Copyright: Peter Hillman
Camera used: Nikon D7200
Date taken: 12th October 2019
Place: Rear garden, Staffordshire
Summer has slipped away, and although we have crossed over the threshold into autumn, colour is still abound even as blooms fade.
Hydrangea, rear garden, Staffordshire. October 2017.
I have always loved Hydrangeas. My Nan and Grandad grew them at the front of their house, and so did my Mom and Dad. It’s amazing how when you see a certain flower they bring back such wonderful, precious memories. Because of my love for the abundance of showy blossoms this popular shrub produces, and because of the fond memories, I have grown Hydrangeas in my garden for some years. Although, for the first time ever, I made the most silly mistake of pruning then at the wrong time so I did not get a single blossom last year. But this year, they are back again, and in splendour.
Here are a few facts about this colourful flowering shrub, some I already knew, and some I didn’t.
- Hydrangeas go back a long way, and were here before we were. The oldest fossil finds discovered in America go back 40 to 65 million years ago.
- The Chinese and Japanese have been cultivating Hydrangeas for thousands of years.
- The first Hydrangeas were introduce to England from North America in 1736, then later from Japan in 1788.

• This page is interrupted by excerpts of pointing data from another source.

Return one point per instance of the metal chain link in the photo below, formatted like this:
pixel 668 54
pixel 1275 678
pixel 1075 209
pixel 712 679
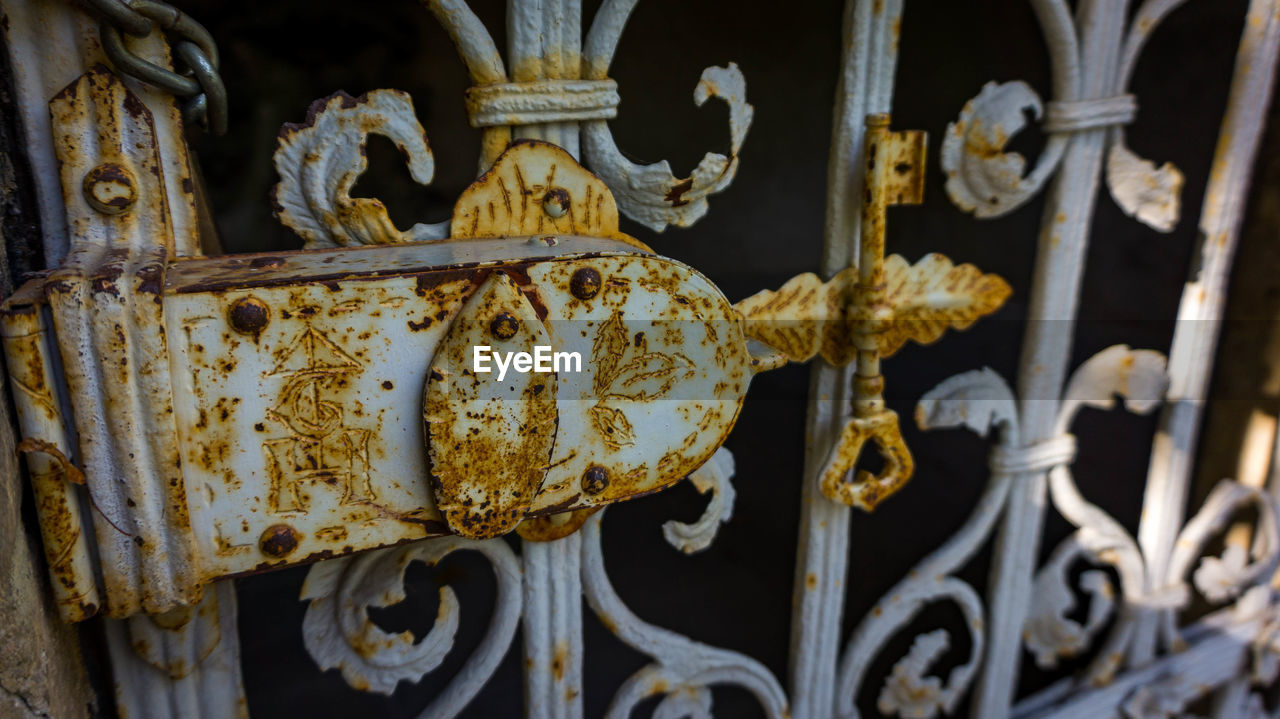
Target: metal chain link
pixel 201 87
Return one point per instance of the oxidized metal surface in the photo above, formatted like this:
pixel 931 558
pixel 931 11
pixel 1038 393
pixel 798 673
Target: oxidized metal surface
pixel 301 380
pixel 105 306
pixel 490 436
pixel 53 476
pixel 867 312
pixel 320 159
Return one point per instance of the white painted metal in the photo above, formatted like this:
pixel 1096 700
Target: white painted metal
pixel 865 86
pixel 557 88
pixel 186 664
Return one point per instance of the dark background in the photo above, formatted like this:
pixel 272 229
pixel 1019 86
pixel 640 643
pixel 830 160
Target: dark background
pixel 767 227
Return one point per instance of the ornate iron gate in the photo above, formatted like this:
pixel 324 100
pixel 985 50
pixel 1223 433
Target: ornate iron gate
pixel 123 356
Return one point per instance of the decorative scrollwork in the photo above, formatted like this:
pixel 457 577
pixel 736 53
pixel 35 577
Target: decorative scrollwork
pixel 978 401
pixel 338 632
pixel 984 179
pixel 1050 632
pixel 652 195
pixel 682 669
pixel 320 159
pixel 711 477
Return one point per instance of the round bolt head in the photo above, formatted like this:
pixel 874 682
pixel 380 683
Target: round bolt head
pixel 585 283
pixel 279 540
pixel 109 188
pixel 595 479
pixel 248 315
pixel 504 325
pixel 556 202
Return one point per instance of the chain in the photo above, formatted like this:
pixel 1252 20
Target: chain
pixel 200 87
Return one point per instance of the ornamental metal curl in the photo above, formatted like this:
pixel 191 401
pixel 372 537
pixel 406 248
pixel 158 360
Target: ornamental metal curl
pixel 984 179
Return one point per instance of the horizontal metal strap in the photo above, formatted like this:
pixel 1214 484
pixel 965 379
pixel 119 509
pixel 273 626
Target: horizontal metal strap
pixel 1034 457
pixel 542 101
pixel 1089 114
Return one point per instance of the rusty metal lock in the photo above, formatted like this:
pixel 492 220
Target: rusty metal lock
pixel 245 412
pixel 232 415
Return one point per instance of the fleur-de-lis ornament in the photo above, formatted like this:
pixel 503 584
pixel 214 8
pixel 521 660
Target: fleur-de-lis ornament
pixel 868 311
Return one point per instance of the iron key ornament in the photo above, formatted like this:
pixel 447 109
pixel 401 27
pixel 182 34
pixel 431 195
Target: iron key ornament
pixel 240 413
pixel 868 311
pixel 295 407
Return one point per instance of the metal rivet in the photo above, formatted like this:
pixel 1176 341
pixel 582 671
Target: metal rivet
pixel 556 202
pixel 585 283
pixel 248 315
pixel 278 540
pixel 109 188
pixel 595 479
pixel 503 325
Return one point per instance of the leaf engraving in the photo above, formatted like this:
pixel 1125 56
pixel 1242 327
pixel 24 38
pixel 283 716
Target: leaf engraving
pixel 613 426
pixel 626 370
pixel 933 296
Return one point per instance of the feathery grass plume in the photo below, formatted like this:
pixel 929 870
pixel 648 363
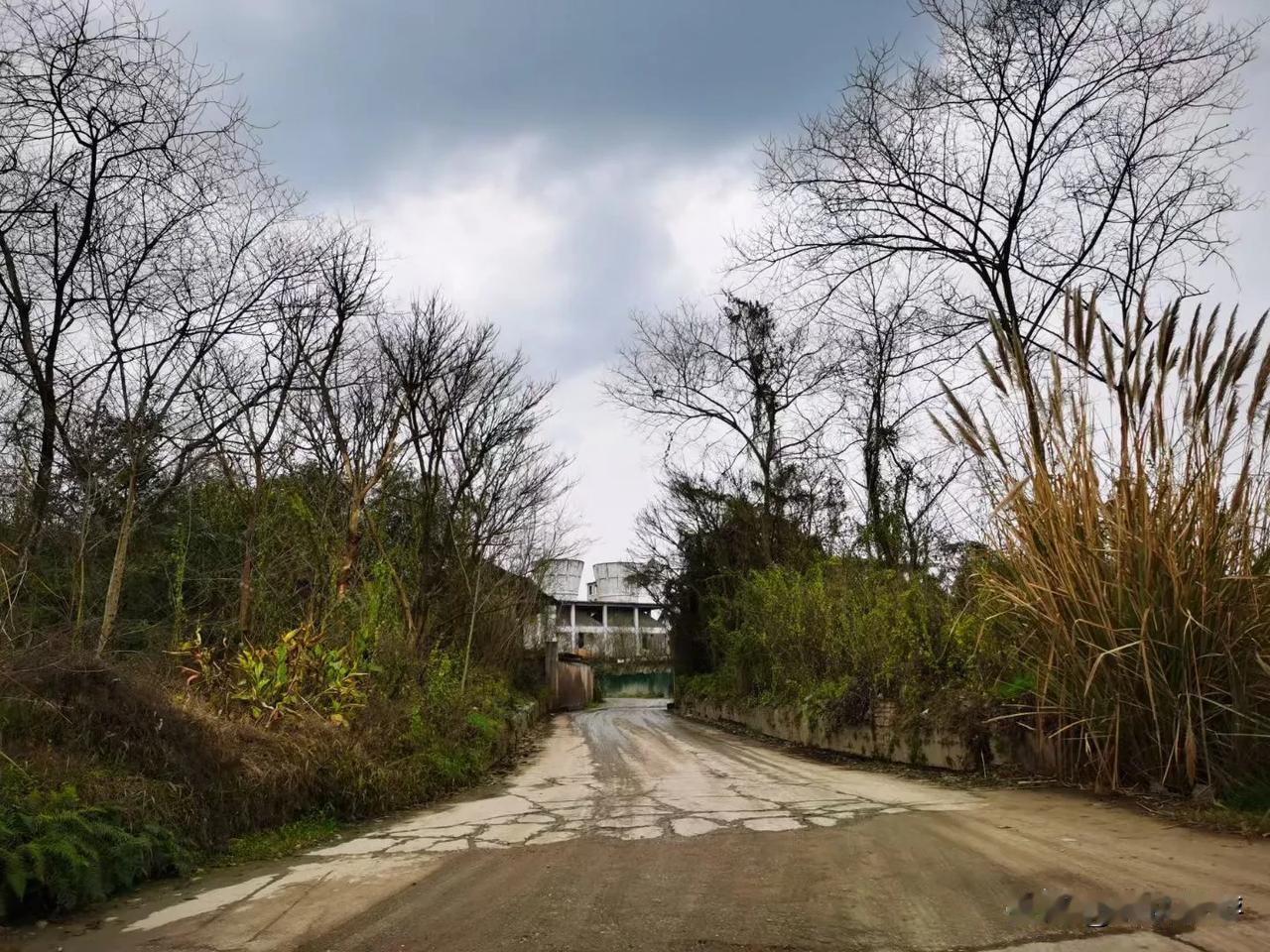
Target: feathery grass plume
pixel 1134 540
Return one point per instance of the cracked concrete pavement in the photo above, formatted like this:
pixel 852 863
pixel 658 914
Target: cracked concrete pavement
pixel 635 829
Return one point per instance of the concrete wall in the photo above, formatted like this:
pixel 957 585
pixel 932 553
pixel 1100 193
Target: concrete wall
pixel 878 740
pixel 574 685
pixel 640 682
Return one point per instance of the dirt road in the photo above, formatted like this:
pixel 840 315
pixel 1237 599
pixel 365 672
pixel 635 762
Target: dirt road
pixel 634 829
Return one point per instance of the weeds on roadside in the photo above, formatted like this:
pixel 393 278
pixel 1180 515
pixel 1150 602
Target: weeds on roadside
pixel 1130 502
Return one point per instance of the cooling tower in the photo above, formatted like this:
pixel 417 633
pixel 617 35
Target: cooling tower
pixel 562 578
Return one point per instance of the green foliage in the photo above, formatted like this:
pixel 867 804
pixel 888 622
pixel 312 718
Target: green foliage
pixel 58 853
pixel 282 841
pixel 843 635
pixel 298 674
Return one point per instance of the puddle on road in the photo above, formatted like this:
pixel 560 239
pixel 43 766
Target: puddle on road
pixel 654 780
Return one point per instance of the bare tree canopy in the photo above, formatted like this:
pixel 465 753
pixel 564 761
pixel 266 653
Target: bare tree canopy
pixel 1044 145
pixel 752 385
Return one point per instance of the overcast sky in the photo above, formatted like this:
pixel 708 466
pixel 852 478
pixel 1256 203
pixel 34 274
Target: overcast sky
pixel 556 166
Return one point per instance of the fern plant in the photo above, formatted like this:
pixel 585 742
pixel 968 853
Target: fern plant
pixel 58 853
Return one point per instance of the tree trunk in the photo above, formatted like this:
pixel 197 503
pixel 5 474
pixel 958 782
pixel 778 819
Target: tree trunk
pixel 245 574
pixel 41 490
pixel 471 629
pixel 114 590
pixel 352 542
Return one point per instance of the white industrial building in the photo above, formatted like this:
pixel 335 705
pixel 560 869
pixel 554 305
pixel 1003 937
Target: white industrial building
pixel 617 619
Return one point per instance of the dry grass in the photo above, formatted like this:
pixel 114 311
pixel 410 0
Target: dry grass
pixel 1130 503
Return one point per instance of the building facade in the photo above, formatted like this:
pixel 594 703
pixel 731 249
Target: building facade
pixel 616 621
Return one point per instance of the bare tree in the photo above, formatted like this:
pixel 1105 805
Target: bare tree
pixel 354 412
pixel 898 344
pixel 756 386
pixel 114 148
pixel 1047 145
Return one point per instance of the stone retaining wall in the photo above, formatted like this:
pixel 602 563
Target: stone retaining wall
pixel 878 740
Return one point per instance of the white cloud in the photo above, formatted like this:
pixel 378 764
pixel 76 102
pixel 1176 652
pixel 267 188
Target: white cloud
pixel 512 236
pixel 479 230
pixel 701 208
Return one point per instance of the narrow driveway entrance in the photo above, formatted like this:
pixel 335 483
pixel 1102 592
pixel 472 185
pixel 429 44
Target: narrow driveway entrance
pixel 634 829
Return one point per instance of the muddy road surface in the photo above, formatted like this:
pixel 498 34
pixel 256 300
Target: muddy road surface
pixel 634 829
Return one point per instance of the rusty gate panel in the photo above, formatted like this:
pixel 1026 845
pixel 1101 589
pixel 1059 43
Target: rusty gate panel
pixel 574 685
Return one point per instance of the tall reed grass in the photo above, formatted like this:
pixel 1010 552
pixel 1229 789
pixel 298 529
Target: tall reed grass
pixel 1130 508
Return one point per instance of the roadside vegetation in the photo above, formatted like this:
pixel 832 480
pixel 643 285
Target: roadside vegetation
pixel 266 534
pixel 968 460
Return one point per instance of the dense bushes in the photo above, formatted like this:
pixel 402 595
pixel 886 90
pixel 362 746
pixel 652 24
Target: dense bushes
pixel 163 771
pixel 844 635
pixel 1121 611
pixel 1132 525
pixel 58 853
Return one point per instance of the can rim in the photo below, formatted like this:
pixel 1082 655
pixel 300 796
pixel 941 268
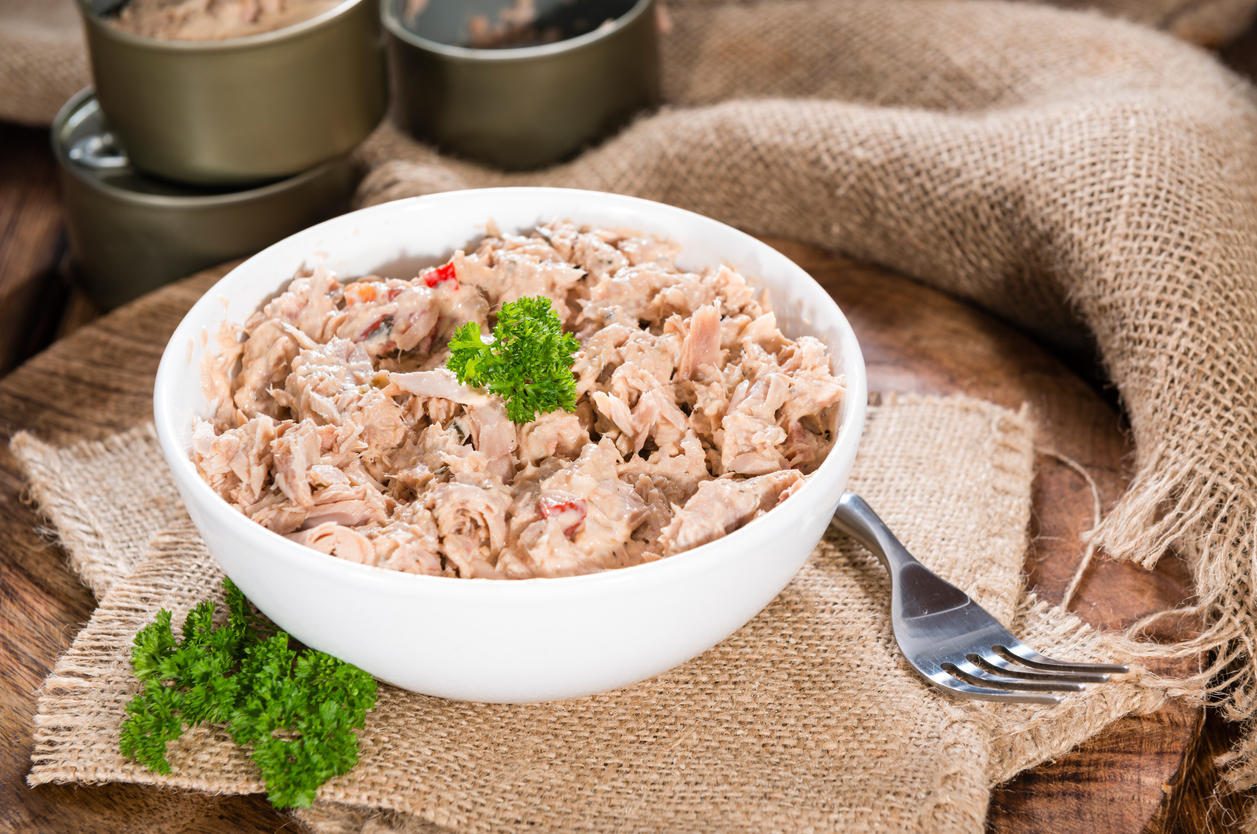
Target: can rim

- Of course, these are very, very, very thirsty plants. I remember my Dad dousing his in buckets of water in the heat of summer.
- I didn’t realise these were poisonous, so no eating them. The buds, flowers and leaves contain a compound known as glycoside amygdalin. It is the amygdalin that has the potential to make hydrangea poisonous, because it can break down to produce cyanide.
- The colour of the blooms are affected by the aluminum ions in the soil.
- There are around 70 to 75 different species. If only I had a bigger garden to fit them all in!
Rear garden, Staffordshire, England. June 2017.